Nepote aceptó a regañadientes que nada apuntaba a una desgracia. Aun así, quería traer un médico para que viera el cuerpo. Lo convencí de que se ahorrara el dinero y solicitara la opinión de un director de servicios fúnebres, que tenía que ser contratado de todas formas. Ellos tienen ojo para dar el mejor asesoramiento sobre lo que le puede haber pasado a un muerto.
El señor que vino parecía competente. Examinó el cadáver y no se excitó. Tomó nota de la marca que yo también había observado en el brazo de Salvidia, aunque, al igual que yo, pensó que era un rasguño accidental. Afirmó que varias mujeres habían fallecido en silencio por toda Roma, sin ninguna causa evidente. Tal vez alguna enfermedad invisible estaba cobrándose vidas, pero todo apuntaba a una simple coincidencia estadística. Su veredicto fue: «Hay mucho de eso por allí».
Se llevó a la muerta. Prometí a Nepote que asistiría al funeral. Es un buen momento para reclamar honorarios, antes de que los herederos se dispersen.

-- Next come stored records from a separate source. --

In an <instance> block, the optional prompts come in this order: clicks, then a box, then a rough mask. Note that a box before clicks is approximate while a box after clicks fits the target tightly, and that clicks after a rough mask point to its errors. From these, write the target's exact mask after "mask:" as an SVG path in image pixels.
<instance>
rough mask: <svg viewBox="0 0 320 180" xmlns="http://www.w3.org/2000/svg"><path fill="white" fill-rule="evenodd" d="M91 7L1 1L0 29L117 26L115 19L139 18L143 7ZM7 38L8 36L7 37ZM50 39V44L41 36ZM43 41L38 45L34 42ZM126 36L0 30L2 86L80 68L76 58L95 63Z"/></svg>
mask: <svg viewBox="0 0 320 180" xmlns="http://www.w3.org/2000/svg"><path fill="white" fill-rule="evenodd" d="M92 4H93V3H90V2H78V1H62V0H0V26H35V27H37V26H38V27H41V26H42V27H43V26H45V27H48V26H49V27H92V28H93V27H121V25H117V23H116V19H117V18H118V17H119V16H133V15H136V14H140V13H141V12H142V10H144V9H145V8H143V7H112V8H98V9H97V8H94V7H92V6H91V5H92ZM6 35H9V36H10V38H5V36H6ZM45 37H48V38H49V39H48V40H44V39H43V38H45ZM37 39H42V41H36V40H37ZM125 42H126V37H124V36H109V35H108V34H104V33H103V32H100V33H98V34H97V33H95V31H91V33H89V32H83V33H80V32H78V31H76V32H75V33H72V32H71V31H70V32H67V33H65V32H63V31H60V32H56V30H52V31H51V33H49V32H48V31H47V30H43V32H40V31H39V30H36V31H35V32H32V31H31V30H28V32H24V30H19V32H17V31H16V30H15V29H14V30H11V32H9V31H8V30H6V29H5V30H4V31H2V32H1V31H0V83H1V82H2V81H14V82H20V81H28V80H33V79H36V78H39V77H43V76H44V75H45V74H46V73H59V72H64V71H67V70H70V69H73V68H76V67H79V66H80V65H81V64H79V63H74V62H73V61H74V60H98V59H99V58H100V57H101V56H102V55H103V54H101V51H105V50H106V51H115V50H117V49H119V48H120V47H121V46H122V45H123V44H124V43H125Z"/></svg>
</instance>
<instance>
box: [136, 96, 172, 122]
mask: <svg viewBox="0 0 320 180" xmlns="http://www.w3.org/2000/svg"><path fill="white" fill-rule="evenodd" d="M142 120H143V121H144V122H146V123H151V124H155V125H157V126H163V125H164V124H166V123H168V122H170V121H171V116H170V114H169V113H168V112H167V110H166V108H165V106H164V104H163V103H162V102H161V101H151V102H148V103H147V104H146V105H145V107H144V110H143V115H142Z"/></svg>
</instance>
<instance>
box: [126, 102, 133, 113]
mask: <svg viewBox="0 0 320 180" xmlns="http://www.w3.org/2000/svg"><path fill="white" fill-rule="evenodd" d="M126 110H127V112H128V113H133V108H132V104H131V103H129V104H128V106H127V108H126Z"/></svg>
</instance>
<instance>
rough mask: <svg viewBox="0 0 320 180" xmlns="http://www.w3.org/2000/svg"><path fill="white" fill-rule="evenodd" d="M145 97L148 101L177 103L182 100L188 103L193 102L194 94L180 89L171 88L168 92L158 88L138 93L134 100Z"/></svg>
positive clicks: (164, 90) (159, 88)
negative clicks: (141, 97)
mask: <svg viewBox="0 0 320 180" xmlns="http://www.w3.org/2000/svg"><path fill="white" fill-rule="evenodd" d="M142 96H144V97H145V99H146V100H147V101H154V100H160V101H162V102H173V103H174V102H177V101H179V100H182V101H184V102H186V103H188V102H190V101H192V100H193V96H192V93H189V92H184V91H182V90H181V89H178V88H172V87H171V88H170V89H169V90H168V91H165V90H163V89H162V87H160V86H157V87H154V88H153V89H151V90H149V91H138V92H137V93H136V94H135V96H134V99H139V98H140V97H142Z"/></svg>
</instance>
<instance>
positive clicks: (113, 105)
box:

Acabé bastante más tarde de lo que había esperado aquella mañana, cuando salí hacia la oficina de los ediles. Pero en mi trabajo eso es normal. Estaba anocheciendo y necesitaba algo de comer, así que fui a visitar a mi familia. Me proporcionarían una cena en un hogar de verdad, lleno de calor, luz, comodidad y conversaciones animadas. Mejoraría mi estado de ánimo. También podría consultarlos sobre Salvidia, aunque resultó que nadie fue capaz de aportar ninguna reflexión útil. Estuvimos todos de acuerdo en que ya había hecho todas las investigaciones posibles. Si eso no había llevado a nada era porque no había nada que encontrar.